CAIRN.INFO : Matières à réflexion

1L’Autorité de régulation professionnelle de la publicité (ARPP), dont la mission est « de concilier liberté d’expression publicitaire et respect des consommateurs », constatait en 2012 « la quasi-disparition de la tendance porno-chic », l’augmentation de « la représentation du genre masculin malgré la surreprésentation des femmes dans la publicité » et « la persistance de la représentation du caractère sexuel de la personne sans lien avec le produit ou le service objet de la publicité » (ARPP, 2013). Les représentations hypersexualisées font en effet l’objet d’une utilisation plus modeste par le renforcement de l’autodiscipline professionnelle [1].

2Toutefois, Internet offre de nouvelles opportunités de diffusion de contenus publicitaires. À partir des années 2000, des formats hybrides, mini-métrages et courts-métrages publicitaires, cherchent à exploiter le phénomène du buzz qui place l’internaute au cœur du processus de communication. Certaines marques optent pour des stratégies destinées à choquer.

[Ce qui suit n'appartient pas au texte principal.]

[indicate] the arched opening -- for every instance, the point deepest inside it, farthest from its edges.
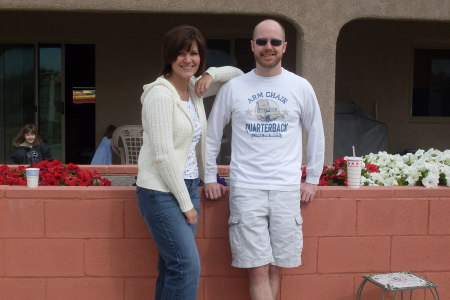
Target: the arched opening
(378, 67)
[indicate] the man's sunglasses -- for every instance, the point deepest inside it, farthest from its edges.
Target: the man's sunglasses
(273, 42)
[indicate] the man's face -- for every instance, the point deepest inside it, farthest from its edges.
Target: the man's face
(266, 45)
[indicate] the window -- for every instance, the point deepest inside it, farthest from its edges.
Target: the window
(431, 83)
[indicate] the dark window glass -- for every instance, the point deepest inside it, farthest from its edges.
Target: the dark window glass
(431, 83)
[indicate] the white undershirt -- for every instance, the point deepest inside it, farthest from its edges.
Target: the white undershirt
(191, 168)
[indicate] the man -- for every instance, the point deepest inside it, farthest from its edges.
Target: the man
(268, 107)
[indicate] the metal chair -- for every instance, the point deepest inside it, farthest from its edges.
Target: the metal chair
(128, 140)
(398, 282)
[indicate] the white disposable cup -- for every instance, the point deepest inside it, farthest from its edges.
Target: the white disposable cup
(32, 177)
(354, 165)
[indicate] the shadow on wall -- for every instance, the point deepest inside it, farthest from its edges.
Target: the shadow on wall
(352, 127)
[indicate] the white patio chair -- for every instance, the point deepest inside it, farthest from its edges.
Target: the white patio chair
(128, 140)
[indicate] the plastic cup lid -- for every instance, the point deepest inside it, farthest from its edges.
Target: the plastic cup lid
(352, 158)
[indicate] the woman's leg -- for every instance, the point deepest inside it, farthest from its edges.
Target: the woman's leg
(179, 264)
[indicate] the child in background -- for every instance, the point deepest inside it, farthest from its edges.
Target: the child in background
(103, 155)
(29, 147)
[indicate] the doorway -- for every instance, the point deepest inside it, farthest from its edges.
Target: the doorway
(80, 110)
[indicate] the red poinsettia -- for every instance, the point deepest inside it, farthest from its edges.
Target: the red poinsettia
(53, 173)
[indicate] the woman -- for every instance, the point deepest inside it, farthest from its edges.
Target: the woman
(103, 154)
(171, 159)
(29, 147)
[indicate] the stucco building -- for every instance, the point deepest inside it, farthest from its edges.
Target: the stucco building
(392, 58)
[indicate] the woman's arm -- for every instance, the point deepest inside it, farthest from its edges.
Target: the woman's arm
(157, 120)
(209, 85)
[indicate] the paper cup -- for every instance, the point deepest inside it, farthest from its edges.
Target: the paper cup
(354, 165)
(32, 177)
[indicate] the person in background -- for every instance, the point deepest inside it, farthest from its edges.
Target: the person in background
(30, 148)
(268, 107)
(171, 160)
(103, 154)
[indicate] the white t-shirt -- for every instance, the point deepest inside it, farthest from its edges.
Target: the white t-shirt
(191, 167)
(267, 116)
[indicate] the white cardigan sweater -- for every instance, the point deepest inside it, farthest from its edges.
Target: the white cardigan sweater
(168, 131)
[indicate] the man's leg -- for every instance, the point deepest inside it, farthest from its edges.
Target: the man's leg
(259, 283)
(274, 278)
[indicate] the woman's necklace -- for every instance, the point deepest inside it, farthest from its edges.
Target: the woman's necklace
(182, 92)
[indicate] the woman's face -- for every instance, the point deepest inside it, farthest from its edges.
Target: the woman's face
(30, 137)
(187, 62)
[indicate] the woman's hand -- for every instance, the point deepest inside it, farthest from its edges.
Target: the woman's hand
(214, 190)
(202, 85)
(191, 216)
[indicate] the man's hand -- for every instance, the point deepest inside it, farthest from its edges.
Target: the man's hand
(214, 190)
(307, 191)
(191, 216)
(202, 85)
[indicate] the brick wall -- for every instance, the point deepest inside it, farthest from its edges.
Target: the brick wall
(90, 243)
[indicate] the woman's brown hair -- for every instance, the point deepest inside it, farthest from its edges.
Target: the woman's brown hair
(178, 39)
(27, 128)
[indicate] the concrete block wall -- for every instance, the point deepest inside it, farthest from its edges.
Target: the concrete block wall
(89, 243)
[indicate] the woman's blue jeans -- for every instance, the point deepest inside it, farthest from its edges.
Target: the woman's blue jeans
(178, 262)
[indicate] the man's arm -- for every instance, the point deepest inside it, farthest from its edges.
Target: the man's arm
(315, 149)
(220, 116)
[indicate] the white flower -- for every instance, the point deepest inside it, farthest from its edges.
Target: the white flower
(409, 168)
(419, 152)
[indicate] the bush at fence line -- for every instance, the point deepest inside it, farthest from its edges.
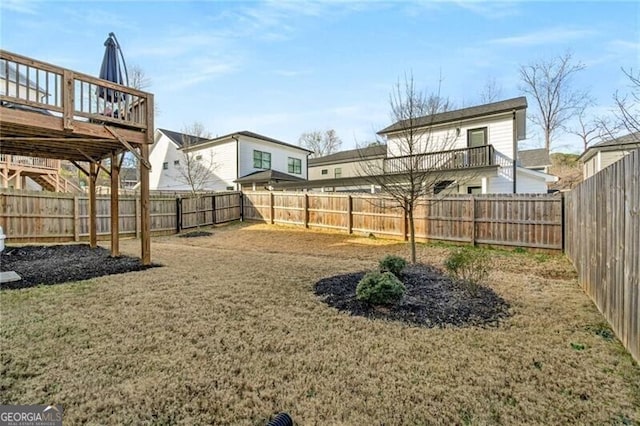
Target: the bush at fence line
(393, 264)
(468, 265)
(380, 288)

3Dans la publicité, la transgression des tabous sexuels déstabilise, car elle remet en cause les repères qui structurent les individus. « Ce sont les modalités de la construction sociale de la limite, les croyances qui la fondent, les rituels qui en règlent les approches, la valeur que les sociétés accordent aux faits et choses ainsi séparés qui font la transgression » (Hastings, Nicolas et Passard, 2012). Dans sa dialectique avec l’interdit et l’épanouissement de l’érotisme, Georges Bataille (1957) a théorisé ainsi la transgression : elle « n’abolit pas l’interdit mais le dépasse en le maintenant. L’érotisme est donc inséparable du sacrilège et ne peut exister hors d’une thématique du bien et du mal. »

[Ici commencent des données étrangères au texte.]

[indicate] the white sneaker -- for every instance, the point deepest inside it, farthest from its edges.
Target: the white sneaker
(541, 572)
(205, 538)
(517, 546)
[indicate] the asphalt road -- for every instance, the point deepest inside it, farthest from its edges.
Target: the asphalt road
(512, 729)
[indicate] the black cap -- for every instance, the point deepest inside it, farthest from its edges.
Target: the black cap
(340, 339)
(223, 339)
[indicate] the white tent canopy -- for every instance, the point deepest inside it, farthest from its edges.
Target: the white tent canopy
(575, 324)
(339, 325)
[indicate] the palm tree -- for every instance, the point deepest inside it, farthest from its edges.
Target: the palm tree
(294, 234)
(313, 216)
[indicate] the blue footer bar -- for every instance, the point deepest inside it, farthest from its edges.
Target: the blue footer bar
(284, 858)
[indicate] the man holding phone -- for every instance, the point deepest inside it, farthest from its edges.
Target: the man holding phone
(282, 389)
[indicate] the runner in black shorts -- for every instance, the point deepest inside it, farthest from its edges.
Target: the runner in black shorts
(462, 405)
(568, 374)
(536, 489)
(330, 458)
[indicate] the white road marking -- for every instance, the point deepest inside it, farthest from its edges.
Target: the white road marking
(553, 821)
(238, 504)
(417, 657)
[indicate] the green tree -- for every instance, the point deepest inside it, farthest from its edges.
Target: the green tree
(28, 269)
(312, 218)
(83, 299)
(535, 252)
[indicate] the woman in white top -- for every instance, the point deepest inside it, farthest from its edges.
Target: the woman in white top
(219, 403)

4La transgression dans la publicité serait-elle un jeu, intégré dans une stratégie d’annonceur ? Est-elle exploitée comme moteur du buzz et tendrait-elle à être si banale qu’elle en deviendrait conformiste en ne maintenant plus l’interdit ?

Le jeu de la rupture

5En mai 2013, deux campagnes publicitaires ont attiré fortement l’attention parce qu’elles ont fait l’objet d’un bannissement ou d’une censure par les médias.

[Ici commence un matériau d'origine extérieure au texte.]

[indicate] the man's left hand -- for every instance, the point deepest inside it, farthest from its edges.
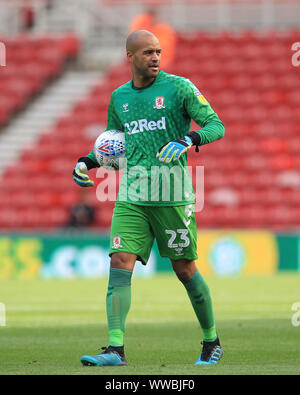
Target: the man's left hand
(173, 150)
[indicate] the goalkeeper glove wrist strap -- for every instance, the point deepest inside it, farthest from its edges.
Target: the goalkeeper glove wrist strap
(90, 164)
(196, 139)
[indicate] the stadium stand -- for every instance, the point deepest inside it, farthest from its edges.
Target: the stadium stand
(33, 63)
(251, 175)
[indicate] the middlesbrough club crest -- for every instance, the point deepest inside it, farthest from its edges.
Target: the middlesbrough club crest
(159, 102)
(117, 242)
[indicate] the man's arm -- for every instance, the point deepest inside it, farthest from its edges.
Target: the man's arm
(85, 163)
(197, 108)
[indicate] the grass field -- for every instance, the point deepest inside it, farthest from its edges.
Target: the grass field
(51, 323)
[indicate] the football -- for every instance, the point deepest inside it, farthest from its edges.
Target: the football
(109, 149)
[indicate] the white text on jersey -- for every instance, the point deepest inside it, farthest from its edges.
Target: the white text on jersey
(142, 124)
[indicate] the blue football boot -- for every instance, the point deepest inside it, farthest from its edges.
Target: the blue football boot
(211, 353)
(111, 356)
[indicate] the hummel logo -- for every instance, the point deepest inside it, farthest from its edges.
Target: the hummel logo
(125, 107)
(159, 102)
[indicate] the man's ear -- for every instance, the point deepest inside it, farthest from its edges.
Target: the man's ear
(129, 56)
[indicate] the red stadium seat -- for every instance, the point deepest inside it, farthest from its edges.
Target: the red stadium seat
(250, 82)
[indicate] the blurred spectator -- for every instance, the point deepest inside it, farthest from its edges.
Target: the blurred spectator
(82, 214)
(149, 20)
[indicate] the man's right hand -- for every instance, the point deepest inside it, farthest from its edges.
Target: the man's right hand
(80, 175)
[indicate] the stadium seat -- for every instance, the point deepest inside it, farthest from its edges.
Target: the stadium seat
(250, 175)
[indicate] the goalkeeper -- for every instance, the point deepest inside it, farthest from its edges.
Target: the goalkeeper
(154, 110)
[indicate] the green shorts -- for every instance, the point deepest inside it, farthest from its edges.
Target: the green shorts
(135, 227)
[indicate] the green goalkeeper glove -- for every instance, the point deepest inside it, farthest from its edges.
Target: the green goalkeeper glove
(80, 175)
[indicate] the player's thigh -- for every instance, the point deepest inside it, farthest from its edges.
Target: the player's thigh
(175, 230)
(131, 231)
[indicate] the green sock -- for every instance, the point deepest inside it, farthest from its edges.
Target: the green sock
(199, 295)
(118, 299)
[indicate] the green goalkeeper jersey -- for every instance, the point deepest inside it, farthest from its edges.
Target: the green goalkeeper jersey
(151, 117)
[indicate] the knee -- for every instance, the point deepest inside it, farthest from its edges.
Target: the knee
(121, 260)
(184, 271)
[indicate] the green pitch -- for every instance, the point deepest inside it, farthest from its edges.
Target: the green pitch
(50, 324)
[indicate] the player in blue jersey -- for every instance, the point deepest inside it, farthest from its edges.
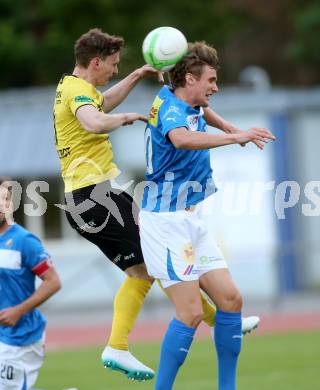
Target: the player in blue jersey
(22, 258)
(175, 239)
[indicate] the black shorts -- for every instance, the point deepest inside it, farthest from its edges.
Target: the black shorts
(108, 218)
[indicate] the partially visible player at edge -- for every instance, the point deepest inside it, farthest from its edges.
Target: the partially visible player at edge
(175, 236)
(22, 326)
(100, 213)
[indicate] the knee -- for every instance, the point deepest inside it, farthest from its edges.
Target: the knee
(232, 302)
(192, 317)
(139, 271)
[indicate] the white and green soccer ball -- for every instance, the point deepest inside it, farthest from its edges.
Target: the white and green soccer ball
(163, 47)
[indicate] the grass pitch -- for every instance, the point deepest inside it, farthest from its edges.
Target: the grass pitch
(271, 362)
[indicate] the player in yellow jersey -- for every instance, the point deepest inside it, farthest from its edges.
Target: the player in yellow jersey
(103, 215)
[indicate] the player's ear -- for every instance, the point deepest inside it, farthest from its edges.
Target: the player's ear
(95, 62)
(190, 79)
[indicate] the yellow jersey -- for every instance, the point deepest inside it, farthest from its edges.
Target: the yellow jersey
(86, 158)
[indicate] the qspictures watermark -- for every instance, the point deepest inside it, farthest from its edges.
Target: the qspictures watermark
(236, 198)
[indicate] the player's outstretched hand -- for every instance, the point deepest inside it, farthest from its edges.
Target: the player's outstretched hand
(131, 117)
(10, 316)
(147, 71)
(259, 136)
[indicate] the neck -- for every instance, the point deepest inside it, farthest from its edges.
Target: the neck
(184, 94)
(84, 73)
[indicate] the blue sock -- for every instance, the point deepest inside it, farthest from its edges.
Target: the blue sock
(174, 350)
(228, 340)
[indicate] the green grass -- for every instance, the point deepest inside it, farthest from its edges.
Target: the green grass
(273, 362)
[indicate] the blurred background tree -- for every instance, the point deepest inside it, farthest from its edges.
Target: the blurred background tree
(282, 36)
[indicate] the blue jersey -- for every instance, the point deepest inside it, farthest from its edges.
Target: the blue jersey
(176, 179)
(22, 257)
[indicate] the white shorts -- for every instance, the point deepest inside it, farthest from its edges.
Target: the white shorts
(177, 246)
(19, 366)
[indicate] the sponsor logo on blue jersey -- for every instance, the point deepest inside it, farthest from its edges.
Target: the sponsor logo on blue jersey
(175, 179)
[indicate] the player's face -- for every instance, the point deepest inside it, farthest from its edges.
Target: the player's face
(205, 87)
(5, 205)
(107, 68)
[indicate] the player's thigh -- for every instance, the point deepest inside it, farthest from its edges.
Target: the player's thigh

6Absent de la scène musicale depuis 2004, David Bowie annonce son retour. Le clip du single éponyme de l’album The Next Day est dans un premier temps banni de YouTube, pour non-respect des conditions d’utilisation. Attaqué par certaines organisations et personnalités religieuses catholiques, le clip crée la polémique et fait le buzz, notamment sur Twitter. Il sera à nouveau publié sur YouTube avec la mention Explicit via Vevo.com, plateforme spécialisée dans la musique. Google (propriétaire de YouTube) aurait déclaré que le retrait initial de la vidéo était une erreur. Dans le court-métrage, la réalisatrice Floria Sigismondi met en scène Bowie dans une église devenue maison close. Il incarne une sorte de prophète aux côtés de Marion Cotillard, dans le rôle d’une Marie-Madeleine, prostituée qui suscite un vif intérêt de la part d’un prêtre, Gary Oldman. Sexe, sang et religion sont au rendez-vous et le résultat est immédiat : Twitter s’est emballé, les agences de presse se sont précipitées et la blogosphère a été inondée de contenus dupliqués. Dans la presse française, la vidéo est souvent qualifiée de « sulfureuse » ou de « malsaine » et son retrait ponctuel de YouTube a contribué à un buzz réussi quantitativement. Bowie obtient, également, les plus prestigieuses récompenses musicales et son album est classé premier de l’année 2013 dans de nombreux pays.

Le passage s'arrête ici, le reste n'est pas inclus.